Dank einer großzügigen Spende des Vereinsmitglieds Freiherr Theodor von Cramer-Klett konnte ein geeignetes Grundstück in der Bergmannstraße direkt gegenüber der bereits 1891 errichteten Bergmannschule gekauft werden. Der Ausbruch des Ersten Weltkriegs und die danach einsetzende Inflation verhinderten jedoch den Baubeginn. „Seit 1918 legte der Münchner Stadtrat jährlich ein Bauprogramm von mehreren Millionen Mark auf, dessen Mittel vor allem den Münchner Wohnungsbaugenossenschaften, -vereinen und -gesellschaften zugutekamen.
1923 wurden in München 27.696 amtlich registrierte Wohnungssuchende gezählt.“ (https://de.wikipedia.org/wiki/Sozialer_Wohnungsbau_in_M%C3%BCnchen abgerufen am 27.12.2022)
Das Gebäude
Mit einem Darlehen aus diesem Programm ermöglichte der Stadtrat den Bau des Ledigenheims.
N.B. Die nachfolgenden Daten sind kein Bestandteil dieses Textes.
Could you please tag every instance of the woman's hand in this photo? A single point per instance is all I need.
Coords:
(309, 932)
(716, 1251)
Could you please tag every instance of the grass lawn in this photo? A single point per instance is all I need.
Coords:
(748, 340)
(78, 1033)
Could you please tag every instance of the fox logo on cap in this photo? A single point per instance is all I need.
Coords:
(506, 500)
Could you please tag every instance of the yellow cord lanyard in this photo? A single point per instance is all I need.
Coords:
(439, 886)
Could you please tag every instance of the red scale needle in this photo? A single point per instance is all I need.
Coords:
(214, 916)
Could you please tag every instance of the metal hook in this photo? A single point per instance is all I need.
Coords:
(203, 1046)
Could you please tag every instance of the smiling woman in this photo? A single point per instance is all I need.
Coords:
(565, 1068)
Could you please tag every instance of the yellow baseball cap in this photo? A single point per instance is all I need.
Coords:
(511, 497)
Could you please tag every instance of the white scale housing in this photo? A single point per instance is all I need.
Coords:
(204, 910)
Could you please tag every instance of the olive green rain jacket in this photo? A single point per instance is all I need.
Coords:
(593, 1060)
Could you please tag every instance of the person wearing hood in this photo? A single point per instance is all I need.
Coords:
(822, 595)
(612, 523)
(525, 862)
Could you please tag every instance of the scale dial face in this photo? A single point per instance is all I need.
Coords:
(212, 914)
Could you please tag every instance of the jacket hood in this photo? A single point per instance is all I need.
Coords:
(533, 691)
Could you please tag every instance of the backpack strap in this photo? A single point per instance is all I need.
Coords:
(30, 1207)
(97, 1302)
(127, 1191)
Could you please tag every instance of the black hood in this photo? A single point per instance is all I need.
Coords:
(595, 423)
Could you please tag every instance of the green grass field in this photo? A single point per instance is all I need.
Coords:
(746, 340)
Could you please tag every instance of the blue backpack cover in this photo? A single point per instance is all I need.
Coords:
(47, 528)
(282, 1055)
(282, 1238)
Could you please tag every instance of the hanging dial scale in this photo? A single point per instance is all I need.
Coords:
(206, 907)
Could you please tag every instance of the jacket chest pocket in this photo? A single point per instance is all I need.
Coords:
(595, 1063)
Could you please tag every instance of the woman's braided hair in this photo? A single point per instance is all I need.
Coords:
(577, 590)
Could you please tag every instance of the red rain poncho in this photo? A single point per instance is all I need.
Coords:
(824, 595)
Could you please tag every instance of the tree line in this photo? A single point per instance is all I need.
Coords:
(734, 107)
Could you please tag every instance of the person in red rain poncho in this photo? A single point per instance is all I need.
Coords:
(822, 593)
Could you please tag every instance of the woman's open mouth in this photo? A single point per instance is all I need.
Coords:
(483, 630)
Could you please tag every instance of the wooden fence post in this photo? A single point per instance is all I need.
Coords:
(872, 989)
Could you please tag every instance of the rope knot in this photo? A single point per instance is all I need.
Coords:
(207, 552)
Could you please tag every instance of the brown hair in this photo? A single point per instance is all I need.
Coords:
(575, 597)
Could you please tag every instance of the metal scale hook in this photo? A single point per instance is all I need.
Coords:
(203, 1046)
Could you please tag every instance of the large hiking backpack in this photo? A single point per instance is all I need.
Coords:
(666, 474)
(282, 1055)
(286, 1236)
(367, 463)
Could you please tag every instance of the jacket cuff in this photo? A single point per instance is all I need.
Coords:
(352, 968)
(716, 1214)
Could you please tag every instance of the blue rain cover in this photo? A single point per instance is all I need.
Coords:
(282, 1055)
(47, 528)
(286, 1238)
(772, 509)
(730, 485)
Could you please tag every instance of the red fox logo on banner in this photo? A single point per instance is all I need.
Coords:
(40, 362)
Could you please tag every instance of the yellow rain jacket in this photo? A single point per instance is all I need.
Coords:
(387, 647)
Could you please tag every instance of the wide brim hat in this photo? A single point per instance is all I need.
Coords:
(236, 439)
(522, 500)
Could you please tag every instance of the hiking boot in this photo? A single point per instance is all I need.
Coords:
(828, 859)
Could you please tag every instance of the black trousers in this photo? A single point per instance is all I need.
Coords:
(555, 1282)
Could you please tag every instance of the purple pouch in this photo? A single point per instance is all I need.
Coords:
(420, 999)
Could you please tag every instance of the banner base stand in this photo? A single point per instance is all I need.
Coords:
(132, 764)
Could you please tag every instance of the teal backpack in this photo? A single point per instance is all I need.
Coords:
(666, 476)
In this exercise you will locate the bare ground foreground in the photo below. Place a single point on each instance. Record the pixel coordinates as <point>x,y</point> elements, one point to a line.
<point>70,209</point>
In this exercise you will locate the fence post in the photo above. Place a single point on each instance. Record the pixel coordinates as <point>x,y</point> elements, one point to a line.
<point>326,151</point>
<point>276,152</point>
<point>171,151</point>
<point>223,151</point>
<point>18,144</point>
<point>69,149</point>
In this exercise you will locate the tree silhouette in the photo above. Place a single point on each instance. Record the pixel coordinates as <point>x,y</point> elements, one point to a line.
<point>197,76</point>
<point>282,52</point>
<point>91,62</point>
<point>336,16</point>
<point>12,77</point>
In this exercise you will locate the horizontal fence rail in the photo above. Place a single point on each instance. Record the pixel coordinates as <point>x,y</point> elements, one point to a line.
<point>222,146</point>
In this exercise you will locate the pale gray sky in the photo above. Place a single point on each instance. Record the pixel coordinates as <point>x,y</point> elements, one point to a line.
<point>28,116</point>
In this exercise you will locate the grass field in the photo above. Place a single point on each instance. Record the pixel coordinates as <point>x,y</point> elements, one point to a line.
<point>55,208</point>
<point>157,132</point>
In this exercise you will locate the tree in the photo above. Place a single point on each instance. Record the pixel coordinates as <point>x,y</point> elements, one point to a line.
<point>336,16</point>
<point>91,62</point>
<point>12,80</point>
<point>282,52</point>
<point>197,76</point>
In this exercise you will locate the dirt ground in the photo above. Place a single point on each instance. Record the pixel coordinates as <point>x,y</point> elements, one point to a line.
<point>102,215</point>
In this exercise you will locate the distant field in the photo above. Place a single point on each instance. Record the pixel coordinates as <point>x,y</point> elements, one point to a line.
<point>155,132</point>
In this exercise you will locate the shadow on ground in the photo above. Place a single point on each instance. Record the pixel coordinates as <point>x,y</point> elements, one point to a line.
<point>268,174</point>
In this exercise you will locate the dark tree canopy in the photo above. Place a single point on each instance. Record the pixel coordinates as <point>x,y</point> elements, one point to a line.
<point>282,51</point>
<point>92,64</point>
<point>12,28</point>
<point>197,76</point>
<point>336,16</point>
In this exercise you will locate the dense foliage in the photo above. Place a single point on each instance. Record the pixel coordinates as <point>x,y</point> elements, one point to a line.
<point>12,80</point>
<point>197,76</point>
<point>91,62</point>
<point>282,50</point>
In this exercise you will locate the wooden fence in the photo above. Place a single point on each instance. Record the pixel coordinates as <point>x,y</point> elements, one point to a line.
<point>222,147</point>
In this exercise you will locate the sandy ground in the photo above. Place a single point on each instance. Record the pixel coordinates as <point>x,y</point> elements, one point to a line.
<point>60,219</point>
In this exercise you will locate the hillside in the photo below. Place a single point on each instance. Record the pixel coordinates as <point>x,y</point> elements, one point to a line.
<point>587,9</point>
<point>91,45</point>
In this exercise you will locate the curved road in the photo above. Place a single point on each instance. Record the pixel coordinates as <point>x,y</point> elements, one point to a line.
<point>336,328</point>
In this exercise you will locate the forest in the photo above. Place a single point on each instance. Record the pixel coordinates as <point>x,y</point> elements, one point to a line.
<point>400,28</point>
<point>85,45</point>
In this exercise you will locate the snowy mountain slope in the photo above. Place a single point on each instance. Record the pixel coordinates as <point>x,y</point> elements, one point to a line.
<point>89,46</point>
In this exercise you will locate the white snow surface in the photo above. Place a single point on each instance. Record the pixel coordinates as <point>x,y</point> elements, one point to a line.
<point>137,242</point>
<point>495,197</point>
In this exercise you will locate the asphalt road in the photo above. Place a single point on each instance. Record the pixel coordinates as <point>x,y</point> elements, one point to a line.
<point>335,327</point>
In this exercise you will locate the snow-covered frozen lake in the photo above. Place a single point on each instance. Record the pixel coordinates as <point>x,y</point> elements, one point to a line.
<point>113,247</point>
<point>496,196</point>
Theodor Fischer legte 1925 einen ersten Entwurf des Ledigenheims vor, das heute als eines der Beispiele des „Neuen Bauens“ in München gilt. Als am 1. Juni 1927 das Ledigenheim eröffnet wurde, kam der Stil der Neuen Sachlichkeit allerdings bei großen Teilen der Bevölkerung nicht gut an. Besonders der konservative Geschmack verdammte die „rote Junggesellenburg“.
Fischer lehnte die Kritik ab und verwies auf die Tradition altbayerischer Ziegelbauten (hier nur erwähnt die Frauenkirche und das Sendlinger Tor). Mit den vorhandenen finanziellen Mitteln sollten möglichst viele Zimmer und gute sanitäre Verhältnisse den Bewohnern angeboten werden. So konnten 324 kleine Zimmer, die mit dem Nötigsten ausgestattet waren – immerhin mit Waschbecken und fließendem Wasser –, geschaffen werden.
Bei den Gestaltungselementen der Fassade begnügte sich Theodor Fischer mit einem umlaufenden Betonstreifen und einigen Backsteinreliefs des Bildhauers Karl Knappe, die allerdings heute nur noch schwer zu erkennen sind.
Das Ledigenheim in der Zeit des Nationalsozialismus
Wie viele andere Organisationen wurde auch das Ledigenheim in der Zeit des Nationalsozialismus gleichgeschaltet. Am 16. August 1933 wurde Regierungsrat Max Gaum bei der Aufsichtsratssitzung zum Vorsitzenden bestellt. Zum Vorstandsvorsitzenden wurde das ehemalige Gründungsmitglied Bankoberinspektor a.D. Peter Wittmann bestimmt. Er wurde allerdings schon am 10. Dezember 1934 vom Justizoberamtmann Josef Balk abgelöst. „Mit der Sitzung vom 10. Dezember 1934, … brechen die sorgfältig geführten Protokolle des Aufsichtsrates ab. Das Ledigenheim erfüllte nun unter straffer Leitung weiter seine Funktion … 1945 aber war die Anlage heruntergekommen und erheblich abgewirtschaftet.“ Müller-Rieger Seite 141
Wie das Leben der Bewohner des Ledigenheims während der NS-Diktatur verlief kann ich nicht beurteilen oder beschreiben. Vielleicht können uns einige kurze biografische Hinweise zum Aufsichtsratsvorsitzenden Max Gaum eine vage Vorstellung über seinen Einfluss und seine Einstellung geben.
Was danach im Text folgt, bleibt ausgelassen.